2023 Author: Bryan Walter | [email protected]. Last modified: 2023-05-21 22:24

Biologists have shown that chilled sweets are less appetizing to fruit flies than room temperature sweets. It turned out that cooling by itself does not affect the "sweet" neurons, but activates the "bitter" ones, which indirectly suppress the attractiveness of sweet water for flies, write the authors of the article in Current Biology.
It is known that temperature affects the perception of sweet taste in both rodents and humans - for example, cold ice cream seems less sweet than melted ice cream. The mechanism of this phenomenon is not entirely clear - scientists have not yet come to a consensus whether a decrease in temperature affects taste adaptation, or directly on the pathway of signal transmission from sweet receptors.
Researchers from the University of California at Santa Barbara and the Okazaki National Institute of Physiology have found that similar thermal sensitivity is observed in fruit flies, fruit flies, and even manifests itself when the sweet water is cooled by two degrees. The flies were offered a drop of water with sugar, touching their main organ of taste - labellum ("lips"). In response, the flies either signaled their readiness to eat by extending their proboscis, or they did not.

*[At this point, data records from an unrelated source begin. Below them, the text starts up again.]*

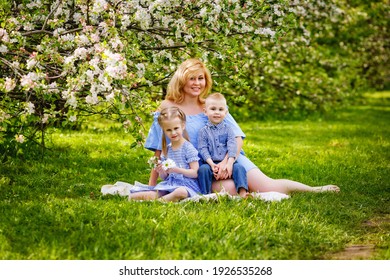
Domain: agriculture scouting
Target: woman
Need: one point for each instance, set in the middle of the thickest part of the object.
(187, 90)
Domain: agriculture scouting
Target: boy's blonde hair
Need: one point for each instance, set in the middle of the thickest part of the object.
(183, 73)
(216, 96)
(169, 114)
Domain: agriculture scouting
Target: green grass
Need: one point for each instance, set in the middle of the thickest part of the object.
(51, 208)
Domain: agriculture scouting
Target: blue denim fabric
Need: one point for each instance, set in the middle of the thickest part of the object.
(206, 176)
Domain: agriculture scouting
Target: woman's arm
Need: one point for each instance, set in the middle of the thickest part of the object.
(192, 172)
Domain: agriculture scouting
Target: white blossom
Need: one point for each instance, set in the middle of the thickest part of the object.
(9, 84)
(19, 138)
(30, 108)
(3, 49)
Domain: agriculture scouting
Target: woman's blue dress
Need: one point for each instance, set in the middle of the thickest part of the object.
(193, 124)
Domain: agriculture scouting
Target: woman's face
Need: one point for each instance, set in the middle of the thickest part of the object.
(195, 85)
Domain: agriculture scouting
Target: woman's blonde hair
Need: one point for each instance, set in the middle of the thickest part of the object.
(169, 114)
(184, 72)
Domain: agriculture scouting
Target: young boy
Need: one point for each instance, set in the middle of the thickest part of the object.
(217, 141)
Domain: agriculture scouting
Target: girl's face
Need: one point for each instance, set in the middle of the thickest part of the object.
(195, 85)
(215, 110)
(173, 129)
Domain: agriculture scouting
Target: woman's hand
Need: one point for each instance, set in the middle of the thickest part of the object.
(163, 173)
(222, 171)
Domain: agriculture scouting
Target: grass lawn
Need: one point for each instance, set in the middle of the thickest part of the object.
(51, 208)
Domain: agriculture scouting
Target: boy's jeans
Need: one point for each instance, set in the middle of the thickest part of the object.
(206, 176)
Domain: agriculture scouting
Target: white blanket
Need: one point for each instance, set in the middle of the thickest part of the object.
(123, 189)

It turned out that sweet water at room temperature (23 degrees Celsius) attracts flies in one hundred percent of cases, however, even lowering its temperature to 21 degrees reduces the percentage of cases of stretching the proboscis, and cooling to 17 degrees reduces the attractiveness of the treat by half or three times. The effect persisted even after the flies were forced to fast for 20 hours.

The percentage of stretching the proboscis when treating with sweet water, depending on its temperature, water was offered three times in a row with a difference per minute
The receptors for sweet, bitter, and mechanoreceptors in flies are located at the end of individual sensory neurons. To investigate which neurons are affected by temperature (sweet or not), scientists isolated a fluorescent calcium-dependent sensor in them. When a neuron is activated, a calcium current occurs in the cell, which makes the protein glow. It turned out that when in contact with cold liquid or air, sweet-tasting neurons are silent (do not glow), but cooling activates bitter-tasting neurons and mechanosensitive neurons.
In addition, the researchers found that a protein from the rhodopsin family Rh6 is the direct sensor of temperature in bitter-tasting neurons. Usually rhodopsins are responsible for the perception of light, and they can do this thanks to the "built-in" retinal molecule, the change in conformation of which leads to a change in the conformation of the entire protein. In this case, the retinal was needed for thermal perception, and regardless of the presence of light.
The activation of bitter taste neurons, in turn, can indirectly suppress the perception of sweetness - both by suppressing "sweet" neurons through intermediate GABAergic neurons, and by reducing appetite in general.